Par surcroît (et c'est là, cette fois, ce qui fait tout le prix de ce petit volume) Valéry a pris soin d'associer à chaque heure du jour des états, des occupations ou des « dispositions de l'âme ». De sorte que son alphabet devient aussi bien une histoire de la conscience de soi. Chaque objet, tour à tour, impose au sujet un nouveau sentiment de soi, ou un nouvel effort de prise de conscience de soi. Ainsi, par exemple, du sommeil : « Je me sens trop étroitement le captif du suspens de ton soupir. Au travers de ce masque abandonné tu exhales le murmure de l'existence stationnaire. J'écoute ma fragilité, et ma stupidité est devant moi. » Ainsi constituant en objets les heures de son existence, le poète s'observe, se réfléchit, se dédouble, se tutoie.
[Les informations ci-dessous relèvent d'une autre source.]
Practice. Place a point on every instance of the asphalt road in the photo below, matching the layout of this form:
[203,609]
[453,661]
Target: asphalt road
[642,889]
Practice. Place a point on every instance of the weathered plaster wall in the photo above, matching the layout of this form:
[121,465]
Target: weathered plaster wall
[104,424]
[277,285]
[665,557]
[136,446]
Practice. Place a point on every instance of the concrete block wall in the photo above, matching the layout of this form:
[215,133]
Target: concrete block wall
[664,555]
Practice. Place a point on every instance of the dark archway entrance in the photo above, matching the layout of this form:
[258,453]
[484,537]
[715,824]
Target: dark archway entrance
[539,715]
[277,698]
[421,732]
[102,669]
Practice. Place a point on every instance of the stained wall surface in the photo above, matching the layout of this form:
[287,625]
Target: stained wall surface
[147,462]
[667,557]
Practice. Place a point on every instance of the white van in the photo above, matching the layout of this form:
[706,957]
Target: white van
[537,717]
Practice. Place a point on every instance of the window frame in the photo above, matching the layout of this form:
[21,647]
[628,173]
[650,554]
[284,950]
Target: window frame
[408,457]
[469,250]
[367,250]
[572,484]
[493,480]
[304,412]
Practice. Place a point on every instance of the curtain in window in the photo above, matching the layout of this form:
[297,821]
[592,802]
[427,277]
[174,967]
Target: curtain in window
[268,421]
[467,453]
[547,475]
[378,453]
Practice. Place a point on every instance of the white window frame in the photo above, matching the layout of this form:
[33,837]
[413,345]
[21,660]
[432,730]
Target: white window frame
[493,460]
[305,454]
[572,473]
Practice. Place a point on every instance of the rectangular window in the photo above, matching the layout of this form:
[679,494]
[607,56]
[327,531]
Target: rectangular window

Ponctué d'exclamations, d'interrogations et d'interpellations, son effort de saisie et de désignation prend une tournure dramatique : ces lettrines sont autant de scènes et de morceaux d'histoire. Ainsi que Valéry l'écrivait dans le « Descartes » de Variété, « la vie de l'intelligence constitue un univers lyrique incomparable, un drame complet ». La renaissance du jour est aussi renaissance de l'esprit, du corps et du monde. A celui qui au matin se relève, le poète s'adresse par ces mots : « Surgis, maintenant, marche, rejoins tes desseins dans l'espace; suis tes regards qui ont pris leur vol dans ce qu'on voit; pénètre, avec des pas que l'on peut compter, dans la sphère des lumières et des actes, et compose tes forces à des objets qui te résistent ». La journée valéryenne constitue en soi une aventure intellectuelle, mais elle lance aussi bien une injonction à exister et elle prend sur le papier l'allure d'un faire-part de la présence. Tout au long de cet alphabet où la sensation le dispute à l'intelligence, court un insistant « je suis » que l'écriture transforme en « me voici ».